The Foundation Building today

The Foundation Building today

The building as it originally looked

The building as it originally looked

The Great Hall

The Great Hall

Peter Cooper

Peter Cooper

By the mid-nineteenth century, Peter Cooper was one the nation's most successful industrialists. Cooper made a fortune after designing and building the country's first steam locomotive, as well as real estate, iron milling, and insurance businesses. Cooper was a proponent of education and in the 1850s, he began to make plans to build a school to educate the city's residents, and he was determined that it would provide a quality, free educaiton.

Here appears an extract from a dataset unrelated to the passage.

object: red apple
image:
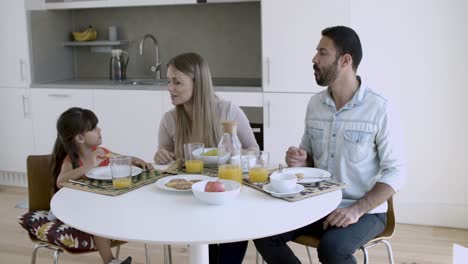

Construction of the school began in 1853, and in 1858, a full year before the Cooper Union actually opened and accepted students, the Foundation Building was completed. It is the main building on the college's campus and houses the Great Hall. Located in the building's basement, the Great Hall, which is listed on the National Register of Historic Places, features a stage and 855 seats. At the time of the building's construction, it was one of the tallest in Lower Manhattan, and one that reflected the inquisitive mind of its founder. The eight-story Foundation Building was equipped with a cylindrical shaft between floors which allowed goods to be transported via pulleys, an early harbinger of the elevator.

Aside from its size (unusual at the time) and its modern amenities, the Foundation Building--the Great Hall, in particular--is also historically significant. In 1860, shortly after Cooper Union opened, Abraham Lincoln, who then aspired to the Republican nomination for President, accepted an invitation to give a speech at Henry Ward Beecher's church in Brooklyn. The event was moved to the Great Hall and it was there that Lincoln, still a relative unknown outside of Illinois, effectively made his national debut. His address at Cooper Union is widely believed to have propelled Lincoln to the nomination and eventually the presidency. In subsequent years, numerous other presidents would speak in the Great Hall, including Ulysses Grant, Theodore Roosevelt, Bill Clinton, and Barack Obama, to name just a few.

In 1909, the hall hosted the first public meeting of the National Association for the Advancement of Colored People (NAACP), which was formed earlier that year. The Cooper Union campus was a fitting location for the organization's first public meeting, given that its founder was a well-known abolitionist who believed the college bearing his name should be open to all races. The Great Hall was also the site of Frederick Douglass's 1863 speech following the Emancipation Proclamation. Cooper himself invited the famed abolitionist to speak shortly after the Proclamation took effect.

Over the years, the Great Hall has hosted a number of acclaimed guests as speakers, including Mark Twain, Susan B. Anthony, and William Lloyd Garrison.